Belki o zaman bu öğrenciler çok kıymetliydi çünkü Boğaziçi gibi bir üniversitenin öğrencileri başörtüsü konusunda özgürlük için bir araya gelmişlerdi.
Şimdi ne oldu?
Bu öğrencileri bugün terörist yapan ne?
Devlete karşı koymak, devlete mukavemette bulunmak.
Devletin atadığı rektörü istememek.
Sadece bu yüzden bu öğrenciler terörist.
Boğaziçi Üniversitesi’nde bu olaylar olurken YÖK’ün hiç açıklama yapmaması da size garip gelmiyor mu?
Bana garip geliyor.
Yoksa birileri YÖK’e, ‘sen bu işe karışma’ mı dedi.
Neden olmasın.
Böyle denmesinin bir sebebi olabilir mi?
Olabilir ve hatta sebebi var bana göre.
Şimdi biraz İstanbul’dan yükselelim. Şöyle bütün Türkiye’yi görelim.
Ne görüyoruz?
Ekonomik sorunlar: İşçi, esnaf, çiftçi ve dar gelirli çok zorluk çekiyor.
Siyasi iktidar 2023 için yeni planlar yapıyor, yeni ortaklıklar arıyor.
Bu olay olsun ki, dikkatler oralara çekilmesin.
Hadi biraz daha yükselelim.
Ne görüyoruz?
Bütün dünya.
Ve doğal olarak ABD.
ABD’de yeni başkan Biden.
Siyasi iktidarın Biden’la arası Trump’la olduğu kadar iyi değil.
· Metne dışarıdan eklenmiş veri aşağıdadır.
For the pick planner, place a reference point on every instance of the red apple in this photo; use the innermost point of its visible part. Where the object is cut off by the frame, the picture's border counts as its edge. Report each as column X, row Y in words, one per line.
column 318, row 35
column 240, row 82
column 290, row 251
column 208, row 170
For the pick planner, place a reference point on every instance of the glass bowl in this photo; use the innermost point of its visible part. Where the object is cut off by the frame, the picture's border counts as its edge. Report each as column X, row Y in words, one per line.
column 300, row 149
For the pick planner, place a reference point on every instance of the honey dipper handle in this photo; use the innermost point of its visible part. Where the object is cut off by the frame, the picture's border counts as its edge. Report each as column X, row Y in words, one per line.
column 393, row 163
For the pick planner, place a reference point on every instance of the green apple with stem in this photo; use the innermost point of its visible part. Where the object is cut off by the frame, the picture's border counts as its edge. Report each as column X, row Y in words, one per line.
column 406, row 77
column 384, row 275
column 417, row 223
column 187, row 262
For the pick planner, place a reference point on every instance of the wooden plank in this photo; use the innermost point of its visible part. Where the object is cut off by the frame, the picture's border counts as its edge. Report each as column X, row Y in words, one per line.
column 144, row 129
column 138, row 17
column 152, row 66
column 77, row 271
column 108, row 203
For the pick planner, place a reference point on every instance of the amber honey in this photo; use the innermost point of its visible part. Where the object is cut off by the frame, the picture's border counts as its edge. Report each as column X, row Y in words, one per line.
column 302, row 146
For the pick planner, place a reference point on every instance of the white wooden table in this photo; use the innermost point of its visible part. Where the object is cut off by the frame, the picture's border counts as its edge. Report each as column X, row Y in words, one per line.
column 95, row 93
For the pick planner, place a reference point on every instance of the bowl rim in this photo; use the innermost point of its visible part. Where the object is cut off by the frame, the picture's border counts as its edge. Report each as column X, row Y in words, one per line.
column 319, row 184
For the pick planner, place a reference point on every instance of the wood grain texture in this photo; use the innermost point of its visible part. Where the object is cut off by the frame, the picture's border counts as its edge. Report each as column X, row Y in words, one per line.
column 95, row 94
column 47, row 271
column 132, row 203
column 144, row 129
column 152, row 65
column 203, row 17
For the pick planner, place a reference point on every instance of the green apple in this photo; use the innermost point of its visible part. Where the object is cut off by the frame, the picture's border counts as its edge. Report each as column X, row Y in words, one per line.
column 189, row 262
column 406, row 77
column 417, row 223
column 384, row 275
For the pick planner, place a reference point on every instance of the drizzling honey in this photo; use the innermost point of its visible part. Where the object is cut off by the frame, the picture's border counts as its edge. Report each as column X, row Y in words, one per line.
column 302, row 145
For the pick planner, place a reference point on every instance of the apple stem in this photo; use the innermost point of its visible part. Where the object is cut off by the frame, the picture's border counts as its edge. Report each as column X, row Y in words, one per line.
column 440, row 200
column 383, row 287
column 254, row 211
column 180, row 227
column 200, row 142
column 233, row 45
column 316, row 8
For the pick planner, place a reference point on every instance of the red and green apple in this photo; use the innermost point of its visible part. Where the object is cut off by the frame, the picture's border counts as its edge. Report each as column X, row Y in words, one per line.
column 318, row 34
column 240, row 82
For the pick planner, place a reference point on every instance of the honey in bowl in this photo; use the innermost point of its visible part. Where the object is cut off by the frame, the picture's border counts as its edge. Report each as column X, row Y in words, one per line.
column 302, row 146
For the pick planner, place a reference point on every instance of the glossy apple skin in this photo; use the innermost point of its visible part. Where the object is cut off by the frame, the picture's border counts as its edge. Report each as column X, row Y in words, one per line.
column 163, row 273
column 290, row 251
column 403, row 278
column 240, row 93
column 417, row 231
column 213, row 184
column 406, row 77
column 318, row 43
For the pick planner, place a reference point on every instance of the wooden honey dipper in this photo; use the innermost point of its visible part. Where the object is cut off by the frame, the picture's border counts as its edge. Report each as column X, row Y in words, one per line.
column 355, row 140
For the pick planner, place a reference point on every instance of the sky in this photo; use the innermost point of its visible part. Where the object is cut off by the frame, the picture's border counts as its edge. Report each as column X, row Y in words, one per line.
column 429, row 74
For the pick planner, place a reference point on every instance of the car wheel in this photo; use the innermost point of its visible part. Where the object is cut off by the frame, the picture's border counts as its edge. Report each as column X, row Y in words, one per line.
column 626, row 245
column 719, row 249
Hatta kötü bile denebilir.
Biden’la ilişkilerin iyi olması için ABD’de yeni tanıtım ve lobi şirketleriyle anlaşmalar yapıldı.
Ama yeterli değil.
Biden’la pazarlık payını arttırabilmek için başka şeyler de lazım.
Siyasi iktidarın eskiden beri yapageldiği üslup uygulanmalı.
Önce gerginlik ve bu gerginlikle pazarlık payını arttırmak.
Evet, Boğaziçi olayının bu kadar büyümesi, polisin orantısız güç kullanmaktan çekinmemesi ilerideki görüşmeler için birer hazırlık.
Polis böyle şiddet uyguladığında, psikolojik ve toplum psikolojik açıdan karşı taraf da sertleşecek ve gerginlik artacak.
Gerginliğin artması ile Amerika kökenli bir Üniversite’deki olaylar daha fazla gündem olacak.
Hatta oldu bile.
Avrupa medyası gösterileri yayınlamaya başladı.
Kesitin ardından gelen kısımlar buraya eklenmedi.